Apenas se habla de cambiar el modelo productivo, todo se fía al turismo, que es fundamental para la economía también catalana, pero que precisa una revisión estratégica, tal como sugiere un reciente informe del Cercle d’Economia.

Casi una cuarta parte de los ocho millones de personas que viven en Cataluña están en riesgo de pobreza o exclusión social, de acuerdo con el índice de la tasa AROPE que mide la renta, las posibilidades de consumo o la calidad del empleo.

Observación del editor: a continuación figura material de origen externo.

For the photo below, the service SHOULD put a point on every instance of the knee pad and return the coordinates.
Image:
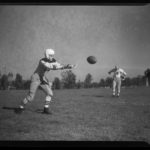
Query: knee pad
(30, 97)
(48, 98)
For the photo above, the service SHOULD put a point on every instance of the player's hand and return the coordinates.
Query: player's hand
(69, 66)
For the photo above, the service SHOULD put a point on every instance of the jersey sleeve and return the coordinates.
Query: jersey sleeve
(53, 65)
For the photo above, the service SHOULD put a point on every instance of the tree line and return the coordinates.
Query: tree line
(68, 80)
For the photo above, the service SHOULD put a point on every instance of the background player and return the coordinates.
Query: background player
(118, 75)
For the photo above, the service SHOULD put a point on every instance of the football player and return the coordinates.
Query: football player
(118, 75)
(39, 79)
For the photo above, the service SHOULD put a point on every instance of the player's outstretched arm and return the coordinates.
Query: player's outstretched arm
(58, 66)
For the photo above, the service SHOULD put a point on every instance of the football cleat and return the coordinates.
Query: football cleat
(47, 111)
(19, 110)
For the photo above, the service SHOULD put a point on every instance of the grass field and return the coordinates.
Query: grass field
(78, 115)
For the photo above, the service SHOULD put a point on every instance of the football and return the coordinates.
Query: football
(91, 59)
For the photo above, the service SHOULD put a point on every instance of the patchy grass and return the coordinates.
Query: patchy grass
(78, 115)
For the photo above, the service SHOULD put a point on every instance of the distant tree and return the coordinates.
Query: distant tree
(26, 84)
(57, 83)
(127, 81)
(4, 82)
(18, 81)
(68, 79)
(78, 84)
(88, 81)
(102, 83)
(95, 84)
(108, 82)
(10, 79)
(147, 76)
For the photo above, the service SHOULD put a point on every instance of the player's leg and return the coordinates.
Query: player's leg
(114, 87)
(49, 93)
(118, 87)
(35, 82)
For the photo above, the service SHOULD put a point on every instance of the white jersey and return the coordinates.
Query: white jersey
(118, 73)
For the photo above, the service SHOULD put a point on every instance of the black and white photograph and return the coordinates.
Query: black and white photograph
(75, 73)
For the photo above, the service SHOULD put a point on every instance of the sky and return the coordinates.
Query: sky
(115, 35)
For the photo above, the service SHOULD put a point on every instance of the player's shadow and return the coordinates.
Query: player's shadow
(9, 108)
(15, 109)
(93, 95)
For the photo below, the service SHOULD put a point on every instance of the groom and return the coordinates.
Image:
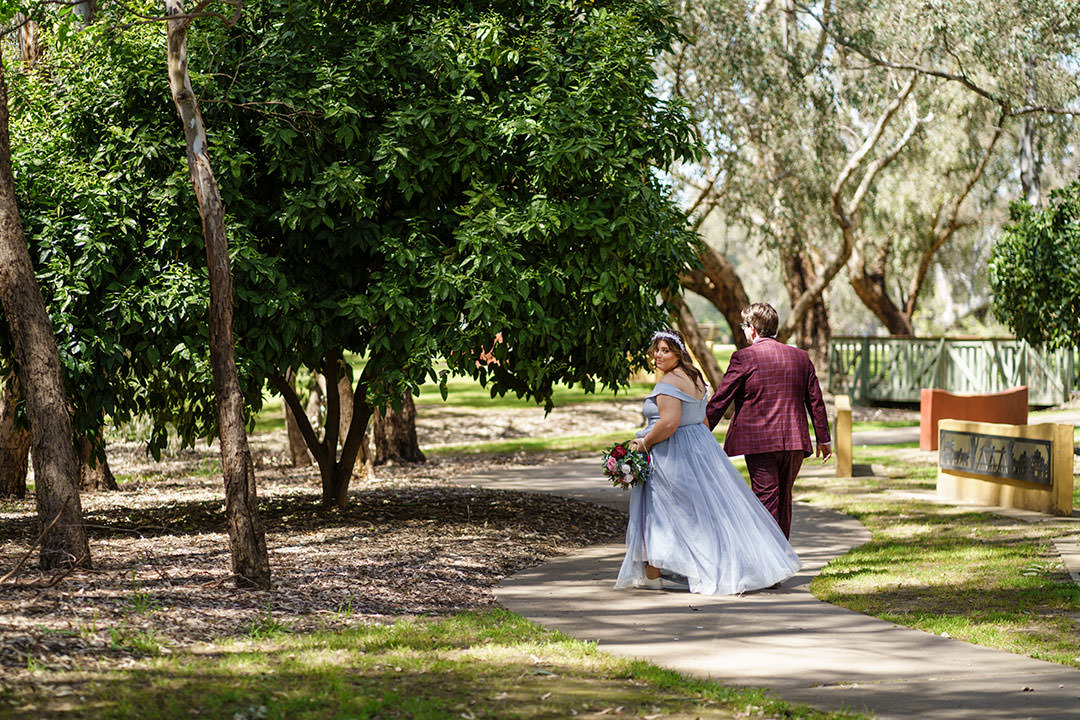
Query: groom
(773, 385)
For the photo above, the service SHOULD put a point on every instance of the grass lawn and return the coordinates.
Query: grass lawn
(474, 665)
(979, 576)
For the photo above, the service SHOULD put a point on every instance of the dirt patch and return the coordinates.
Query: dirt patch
(436, 425)
(408, 544)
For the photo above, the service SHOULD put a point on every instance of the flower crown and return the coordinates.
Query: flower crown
(670, 337)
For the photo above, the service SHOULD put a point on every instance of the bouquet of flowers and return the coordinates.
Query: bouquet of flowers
(624, 466)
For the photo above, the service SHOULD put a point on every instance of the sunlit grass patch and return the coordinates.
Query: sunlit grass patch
(974, 575)
(475, 665)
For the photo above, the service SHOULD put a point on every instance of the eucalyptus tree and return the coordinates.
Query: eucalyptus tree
(1035, 271)
(246, 535)
(59, 511)
(1001, 95)
(796, 135)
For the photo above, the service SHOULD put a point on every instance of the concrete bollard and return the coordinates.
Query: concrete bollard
(841, 438)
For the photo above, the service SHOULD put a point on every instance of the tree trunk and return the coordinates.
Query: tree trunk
(394, 434)
(297, 449)
(700, 349)
(94, 473)
(718, 283)
(246, 539)
(336, 471)
(812, 331)
(39, 377)
(29, 49)
(14, 444)
(345, 402)
(85, 10)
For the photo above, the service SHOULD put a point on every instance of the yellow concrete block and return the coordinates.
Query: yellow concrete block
(984, 466)
(841, 440)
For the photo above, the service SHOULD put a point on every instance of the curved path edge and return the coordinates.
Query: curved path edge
(786, 640)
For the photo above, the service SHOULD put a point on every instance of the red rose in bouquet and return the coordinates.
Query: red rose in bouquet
(625, 467)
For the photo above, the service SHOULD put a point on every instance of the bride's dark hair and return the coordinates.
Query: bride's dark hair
(677, 345)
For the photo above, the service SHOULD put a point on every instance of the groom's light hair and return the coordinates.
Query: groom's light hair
(763, 317)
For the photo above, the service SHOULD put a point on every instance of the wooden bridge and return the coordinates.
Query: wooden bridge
(895, 369)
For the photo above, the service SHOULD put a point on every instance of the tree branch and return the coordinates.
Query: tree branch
(288, 393)
(961, 78)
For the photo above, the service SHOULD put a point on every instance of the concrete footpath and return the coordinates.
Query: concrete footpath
(785, 640)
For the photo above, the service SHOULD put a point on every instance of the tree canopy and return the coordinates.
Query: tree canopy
(402, 180)
(1035, 271)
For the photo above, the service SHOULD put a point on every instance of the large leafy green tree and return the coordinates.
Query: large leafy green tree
(1035, 271)
(402, 181)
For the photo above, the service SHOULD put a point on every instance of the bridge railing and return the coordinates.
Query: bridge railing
(895, 369)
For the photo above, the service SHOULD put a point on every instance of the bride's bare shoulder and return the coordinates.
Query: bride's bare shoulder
(683, 382)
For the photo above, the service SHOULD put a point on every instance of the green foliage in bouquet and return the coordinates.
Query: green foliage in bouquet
(625, 467)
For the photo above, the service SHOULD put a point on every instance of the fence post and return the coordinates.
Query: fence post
(864, 372)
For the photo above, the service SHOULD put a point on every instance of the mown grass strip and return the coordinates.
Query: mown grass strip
(975, 575)
(490, 665)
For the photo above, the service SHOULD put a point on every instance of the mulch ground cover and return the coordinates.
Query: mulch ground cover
(409, 543)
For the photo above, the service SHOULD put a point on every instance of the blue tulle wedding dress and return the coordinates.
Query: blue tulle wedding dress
(697, 517)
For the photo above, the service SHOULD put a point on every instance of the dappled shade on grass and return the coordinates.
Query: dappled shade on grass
(488, 665)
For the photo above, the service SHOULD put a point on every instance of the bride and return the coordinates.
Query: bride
(694, 518)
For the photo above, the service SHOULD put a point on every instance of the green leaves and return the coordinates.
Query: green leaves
(1035, 271)
(404, 181)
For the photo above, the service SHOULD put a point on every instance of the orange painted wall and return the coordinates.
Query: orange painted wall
(1009, 407)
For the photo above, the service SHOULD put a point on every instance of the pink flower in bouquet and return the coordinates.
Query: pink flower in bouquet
(624, 467)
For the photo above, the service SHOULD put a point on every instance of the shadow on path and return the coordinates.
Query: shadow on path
(785, 640)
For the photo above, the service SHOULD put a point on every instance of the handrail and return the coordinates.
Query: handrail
(873, 369)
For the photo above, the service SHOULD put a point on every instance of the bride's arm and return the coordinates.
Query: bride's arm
(671, 416)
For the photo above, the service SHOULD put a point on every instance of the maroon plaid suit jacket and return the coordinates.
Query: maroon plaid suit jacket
(773, 385)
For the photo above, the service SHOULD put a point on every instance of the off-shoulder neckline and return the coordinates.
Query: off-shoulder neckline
(680, 391)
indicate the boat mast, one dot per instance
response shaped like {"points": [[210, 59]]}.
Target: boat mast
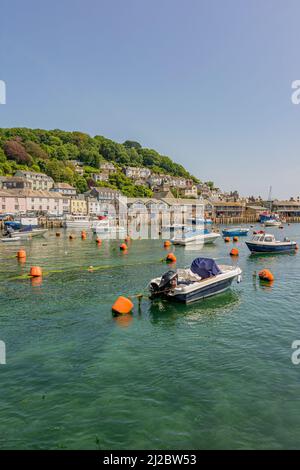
{"points": [[270, 199]]}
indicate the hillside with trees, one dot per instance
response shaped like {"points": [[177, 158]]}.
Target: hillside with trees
{"points": [[50, 152]]}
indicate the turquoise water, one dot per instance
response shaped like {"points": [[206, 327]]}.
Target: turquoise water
{"points": [[216, 374]]}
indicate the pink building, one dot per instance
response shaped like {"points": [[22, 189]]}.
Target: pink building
{"points": [[26, 200]]}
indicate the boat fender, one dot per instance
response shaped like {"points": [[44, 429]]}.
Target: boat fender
{"points": [[266, 275], [35, 271], [171, 258], [122, 306], [21, 254]]}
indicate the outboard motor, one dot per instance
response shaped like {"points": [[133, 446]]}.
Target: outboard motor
{"points": [[167, 283]]}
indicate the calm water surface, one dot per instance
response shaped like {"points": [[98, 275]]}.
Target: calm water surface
{"points": [[216, 374]]}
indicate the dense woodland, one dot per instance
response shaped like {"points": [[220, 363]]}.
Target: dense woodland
{"points": [[49, 151]]}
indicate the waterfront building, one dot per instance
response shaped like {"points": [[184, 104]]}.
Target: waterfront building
{"points": [[286, 209], [94, 207], [78, 166], [78, 205], [99, 177], [162, 191], [224, 209], [105, 195], [14, 182], [108, 167], [253, 210], [39, 181], [16, 201], [191, 191], [64, 188], [136, 172]]}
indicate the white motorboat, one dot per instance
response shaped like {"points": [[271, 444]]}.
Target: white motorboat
{"points": [[203, 279], [272, 223], [78, 221], [10, 240], [35, 232], [107, 227], [267, 243], [195, 237]]}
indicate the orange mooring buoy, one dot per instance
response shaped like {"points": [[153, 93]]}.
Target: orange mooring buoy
{"points": [[35, 271], [122, 306], [21, 254], [266, 275], [171, 258]]}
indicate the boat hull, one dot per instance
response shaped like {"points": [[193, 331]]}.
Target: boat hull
{"points": [[30, 234], [203, 293], [284, 248], [201, 239], [235, 233]]}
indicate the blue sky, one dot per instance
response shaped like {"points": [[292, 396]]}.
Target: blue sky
{"points": [[207, 82]]}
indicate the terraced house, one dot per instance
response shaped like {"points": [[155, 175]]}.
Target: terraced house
{"points": [[14, 201], [39, 181]]}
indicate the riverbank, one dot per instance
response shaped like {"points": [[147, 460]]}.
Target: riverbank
{"points": [[204, 376]]}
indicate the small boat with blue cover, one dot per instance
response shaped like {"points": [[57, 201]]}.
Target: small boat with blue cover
{"points": [[191, 236], [235, 232], [266, 243], [203, 279]]}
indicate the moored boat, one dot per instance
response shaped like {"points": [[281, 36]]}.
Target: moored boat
{"points": [[266, 243], [203, 279], [272, 223], [106, 226], [35, 232], [78, 221], [10, 239], [195, 237], [235, 232]]}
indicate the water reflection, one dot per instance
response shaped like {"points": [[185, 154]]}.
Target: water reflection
{"points": [[123, 321], [162, 310]]}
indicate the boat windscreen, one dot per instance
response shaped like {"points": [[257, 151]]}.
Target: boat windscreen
{"points": [[205, 267]]}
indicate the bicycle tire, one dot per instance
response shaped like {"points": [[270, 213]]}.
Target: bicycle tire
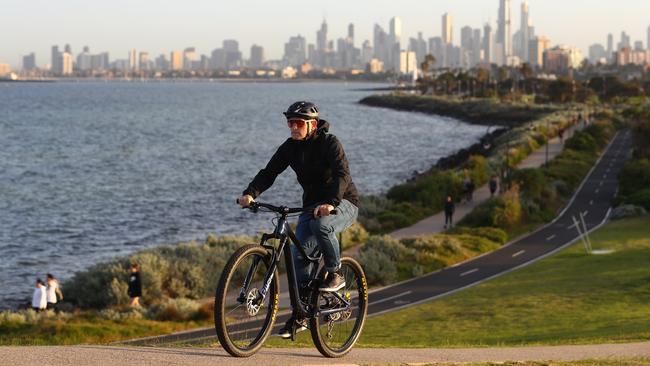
{"points": [[316, 323], [223, 295]]}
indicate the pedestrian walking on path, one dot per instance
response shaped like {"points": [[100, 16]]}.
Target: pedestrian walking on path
{"points": [[54, 293], [135, 286], [449, 212], [39, 299], [493, 185]]}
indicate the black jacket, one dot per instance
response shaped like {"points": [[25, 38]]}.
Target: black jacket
{"points": [[320, 165]]}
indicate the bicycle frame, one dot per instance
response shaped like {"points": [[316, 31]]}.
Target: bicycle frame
{"points": [[284, 233]]}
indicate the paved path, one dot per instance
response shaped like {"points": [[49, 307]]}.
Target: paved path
{"points": [[435, 224], [592, 199], [98, 355]]}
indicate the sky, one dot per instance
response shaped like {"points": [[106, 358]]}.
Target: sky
{"points": [[159, 26]]}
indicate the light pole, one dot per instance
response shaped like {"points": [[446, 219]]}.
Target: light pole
{"points": [[548, 139]]}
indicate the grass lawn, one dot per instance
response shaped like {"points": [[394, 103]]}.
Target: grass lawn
{"points": [[569, 298]]}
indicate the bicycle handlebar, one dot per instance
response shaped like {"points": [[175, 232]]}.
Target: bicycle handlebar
{"points": [[254, 206]]}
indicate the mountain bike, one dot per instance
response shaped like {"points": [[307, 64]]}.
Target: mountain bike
{"points": [[247, 296]]}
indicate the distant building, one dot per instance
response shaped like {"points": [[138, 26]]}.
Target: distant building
{"points": [[447, 40], [295, 51], [536, 48], [29, 62], [561, 59], [408, 63], [257, 56], [627, 56], [289, 72], [375, 66], [143, 61], [488, 47], [503, 42], [638, 46], [232, 55], [162, 63], [190, 58], [597, 54], [133, 60], [176, 60], [55, 59], [5, 69]]}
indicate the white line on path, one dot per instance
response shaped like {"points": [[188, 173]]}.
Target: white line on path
{"points": [[391, 297], [469, 272]]}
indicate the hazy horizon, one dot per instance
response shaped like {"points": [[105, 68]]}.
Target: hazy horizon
{"points": [[162, 26]]}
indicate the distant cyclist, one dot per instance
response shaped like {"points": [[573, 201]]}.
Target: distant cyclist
{"points": [[322, 170]]}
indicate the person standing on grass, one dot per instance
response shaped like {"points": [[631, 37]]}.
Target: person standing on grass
{"points": [[493, 185], [135, 286], [53, 292], [449, 212], [39, 299]]}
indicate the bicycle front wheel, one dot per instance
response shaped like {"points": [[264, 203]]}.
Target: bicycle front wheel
{"points": [[335, 332], [241, 319]]}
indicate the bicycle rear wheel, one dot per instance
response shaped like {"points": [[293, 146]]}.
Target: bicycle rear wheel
{"points": [[242, 321], [335, 334]]}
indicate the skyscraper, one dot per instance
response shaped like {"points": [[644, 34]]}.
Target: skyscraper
{"points": [[504, 34], [447, 28], [133, 60], [29, 62], [524, 32], [55, 59], [610, 46], [295, 52], [488, 53], [176, 60], [395, 29], [351, 33], [257, 56]]}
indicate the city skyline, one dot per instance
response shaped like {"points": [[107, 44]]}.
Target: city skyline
{"points": [[73, 27]]}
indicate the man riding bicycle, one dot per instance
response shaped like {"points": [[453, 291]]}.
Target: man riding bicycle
{"points": [[322, 170]]}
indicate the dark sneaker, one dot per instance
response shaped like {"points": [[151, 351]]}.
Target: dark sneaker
{"points": [[285, 331], [333, 282]]}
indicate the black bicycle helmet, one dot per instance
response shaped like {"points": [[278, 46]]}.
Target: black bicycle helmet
{"points": [[302, 109]]}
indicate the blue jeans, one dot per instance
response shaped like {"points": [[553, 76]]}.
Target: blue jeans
{"points": [[319, 234]]}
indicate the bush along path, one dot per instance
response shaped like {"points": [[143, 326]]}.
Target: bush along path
{"points": [[436, 223]]}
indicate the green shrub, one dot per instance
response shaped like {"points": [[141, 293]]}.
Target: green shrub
{"points": [[481, 215], [634, 176], [354, 235], [531, 182], [640, 198], [508, 215], [184, 270]]}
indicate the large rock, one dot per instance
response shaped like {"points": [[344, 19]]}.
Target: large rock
{"points": [[625, 211]]}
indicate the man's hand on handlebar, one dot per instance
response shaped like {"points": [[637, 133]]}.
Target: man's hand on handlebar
{"points": [[323, 210], [245, 200]]}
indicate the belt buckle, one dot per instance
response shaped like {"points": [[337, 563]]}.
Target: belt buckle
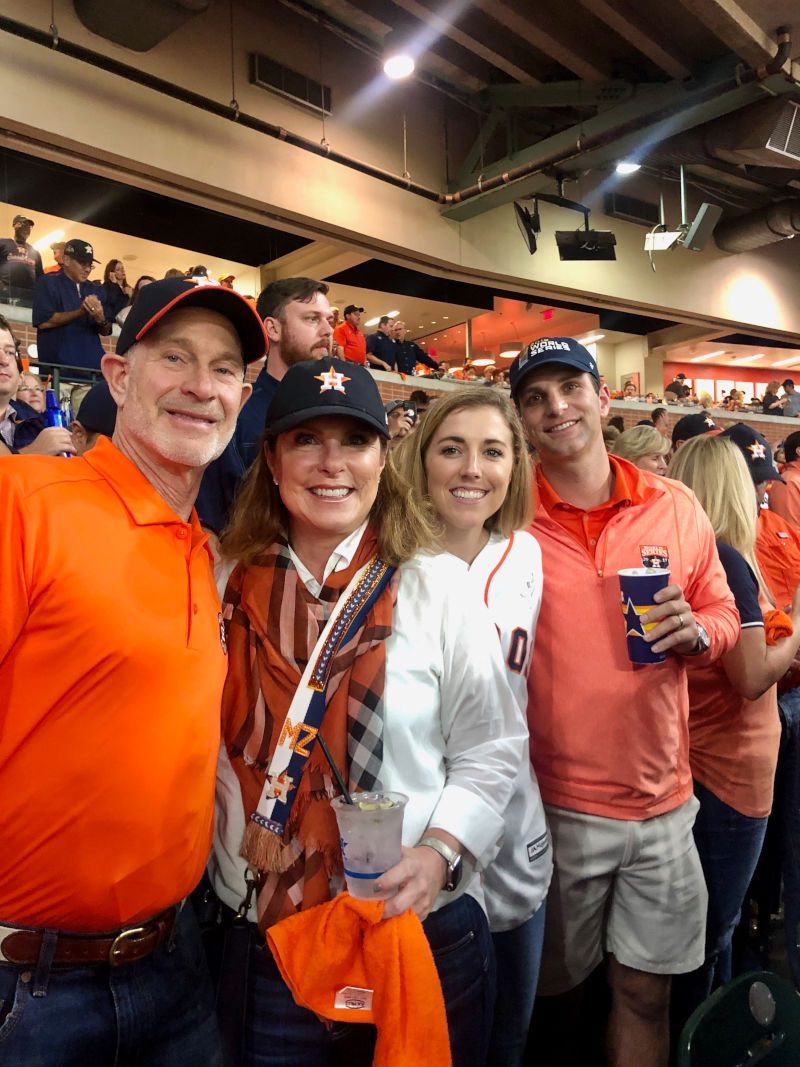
{"points": [[115, 949]]}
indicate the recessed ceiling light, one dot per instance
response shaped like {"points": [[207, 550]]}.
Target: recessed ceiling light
{"points": [[746, 359], [709, 355]]}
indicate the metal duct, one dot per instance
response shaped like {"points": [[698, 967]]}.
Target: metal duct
{"points": [[139, 25], [765, 226]]}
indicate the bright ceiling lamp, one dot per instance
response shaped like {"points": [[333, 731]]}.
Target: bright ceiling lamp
{"points": [[708, 355], [48, 239], [398, 61], [746, 359]]}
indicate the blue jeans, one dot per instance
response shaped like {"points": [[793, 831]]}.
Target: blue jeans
{"points": [[788, 789], [518, 954], [155, 1013], [729, 844], [281, 1034]]}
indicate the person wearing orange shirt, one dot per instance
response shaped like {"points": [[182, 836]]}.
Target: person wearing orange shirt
{"points": [[609, 741], [108, 754], [351, 340], [784, 496]]}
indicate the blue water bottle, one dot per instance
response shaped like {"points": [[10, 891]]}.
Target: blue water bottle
{"points": [[53, 414]]}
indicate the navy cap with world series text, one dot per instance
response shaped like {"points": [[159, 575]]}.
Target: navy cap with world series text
{"points": [[155, 300], [318, 387], [562, 350]]}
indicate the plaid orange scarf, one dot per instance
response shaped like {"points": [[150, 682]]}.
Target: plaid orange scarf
{"points": [[273, 624]]}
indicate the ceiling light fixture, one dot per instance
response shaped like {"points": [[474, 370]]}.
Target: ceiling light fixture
{"points": [[48, 239], [398, 60], [746, 359]]}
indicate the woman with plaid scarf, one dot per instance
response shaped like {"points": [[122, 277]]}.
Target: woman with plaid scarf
{"points": [[415, 700]]}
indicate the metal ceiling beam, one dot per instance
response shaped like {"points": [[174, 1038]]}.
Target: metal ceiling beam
{"points": [[661, 341], [447, 28], [634, 28], [733, 26], [565, 152], [561, 94], [537, 36]]}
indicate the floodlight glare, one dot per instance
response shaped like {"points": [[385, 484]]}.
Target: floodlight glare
{"points": [[398, 66], [398, 61]]}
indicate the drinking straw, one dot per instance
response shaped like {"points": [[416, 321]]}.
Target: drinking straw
{"points": [[336, 771]]}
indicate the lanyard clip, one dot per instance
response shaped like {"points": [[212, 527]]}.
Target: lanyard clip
{"points": [[251, 881]]}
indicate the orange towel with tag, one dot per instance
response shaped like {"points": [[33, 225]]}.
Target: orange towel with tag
{"points": [[345, 944], [777, 624]]}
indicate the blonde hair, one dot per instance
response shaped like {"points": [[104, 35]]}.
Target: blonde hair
{"points": [[403, 523], [515, 511], [717, 473], [640, 441]]}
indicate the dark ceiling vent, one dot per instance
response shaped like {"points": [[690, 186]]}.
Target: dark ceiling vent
{"points": [[617, 206], [785, 138], [293, 85]]}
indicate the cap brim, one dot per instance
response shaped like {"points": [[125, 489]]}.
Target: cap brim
{"points": [[228, 303], [293, 418]]}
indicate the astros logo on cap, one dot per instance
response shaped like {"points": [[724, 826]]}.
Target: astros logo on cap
{"points": [[332, 380]]}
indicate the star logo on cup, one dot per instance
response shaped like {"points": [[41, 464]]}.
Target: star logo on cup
{"points": [[633, 621], [332, 380]]}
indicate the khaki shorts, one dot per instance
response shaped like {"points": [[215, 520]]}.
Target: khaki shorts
{"points": [[632, 889]]}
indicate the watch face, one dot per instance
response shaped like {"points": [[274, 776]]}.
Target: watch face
{"points": [[454, 875]]}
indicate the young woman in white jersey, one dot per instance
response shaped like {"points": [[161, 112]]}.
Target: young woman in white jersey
{"points": [[469, 458]]}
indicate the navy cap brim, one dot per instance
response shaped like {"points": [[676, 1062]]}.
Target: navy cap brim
{"points": [[293, 418], [156, 300]]}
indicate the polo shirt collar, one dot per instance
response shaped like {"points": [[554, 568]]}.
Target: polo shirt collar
{"points": [[632, 488], [143, 503]]}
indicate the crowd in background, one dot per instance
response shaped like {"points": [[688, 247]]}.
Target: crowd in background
{"points": [[638, 784]]}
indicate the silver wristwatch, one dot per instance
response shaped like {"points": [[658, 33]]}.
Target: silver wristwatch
{"points": [[450, 857], [703, 645]]}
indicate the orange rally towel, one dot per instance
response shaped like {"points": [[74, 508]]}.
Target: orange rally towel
{"points": [[777, 624], [346, 944]]}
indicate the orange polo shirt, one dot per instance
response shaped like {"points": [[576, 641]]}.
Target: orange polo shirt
{"points": [[352, 341], [587, 526], [111, 674]]}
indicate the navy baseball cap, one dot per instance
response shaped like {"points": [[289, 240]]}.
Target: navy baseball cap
{"points": [[158, 298], [692, 426], [755, 449], [81, 251], [326, 386], [564, 350]]}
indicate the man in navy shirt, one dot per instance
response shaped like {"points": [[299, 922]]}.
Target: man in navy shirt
{"points": [[70, 312], [298, 320], [381, 345], [20, 264], [408, 353]]}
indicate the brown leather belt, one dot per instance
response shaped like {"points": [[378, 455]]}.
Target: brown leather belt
{"points": [[22, 945]]}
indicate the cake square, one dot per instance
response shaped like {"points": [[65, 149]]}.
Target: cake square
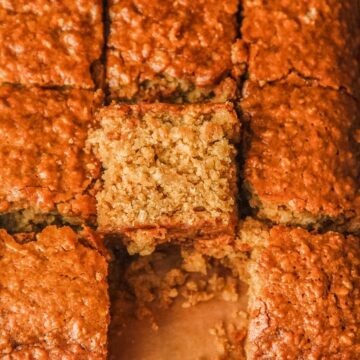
{"points": [[53, 295], [45, 172], [304, 298], [317, 39], [51, 43], [302, 159], [171, 51], [169, 172]]}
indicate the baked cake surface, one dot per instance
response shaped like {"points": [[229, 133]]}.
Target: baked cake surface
{"points": [[302, 163], [53, 295], [45, 169], [50, 43], [304, 297], [318, 39], [171, 50], [169, 171]]}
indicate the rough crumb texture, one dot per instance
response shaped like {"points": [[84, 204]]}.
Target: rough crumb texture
{"points": [[318, 39], [304, 294], [169, 171], [50, 43], [53, 296], [44, 167], [302, 163], [171, 50]]}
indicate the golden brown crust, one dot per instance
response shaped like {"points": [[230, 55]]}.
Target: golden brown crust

Disminuye el paro en las macro cifras, pero 1,8 millones de catalanes, el 42,4% de la población activa, vive en situación de precariedad a pesar de trabajar, según datos de las Entidades Catalanas de Acción Social (ECAS). Ante ese panorama, la utilidad de crecer un 2,5% del PIB tiene una trascendencia más que relativa. El ascensor sigue sin admitir a los más pobres.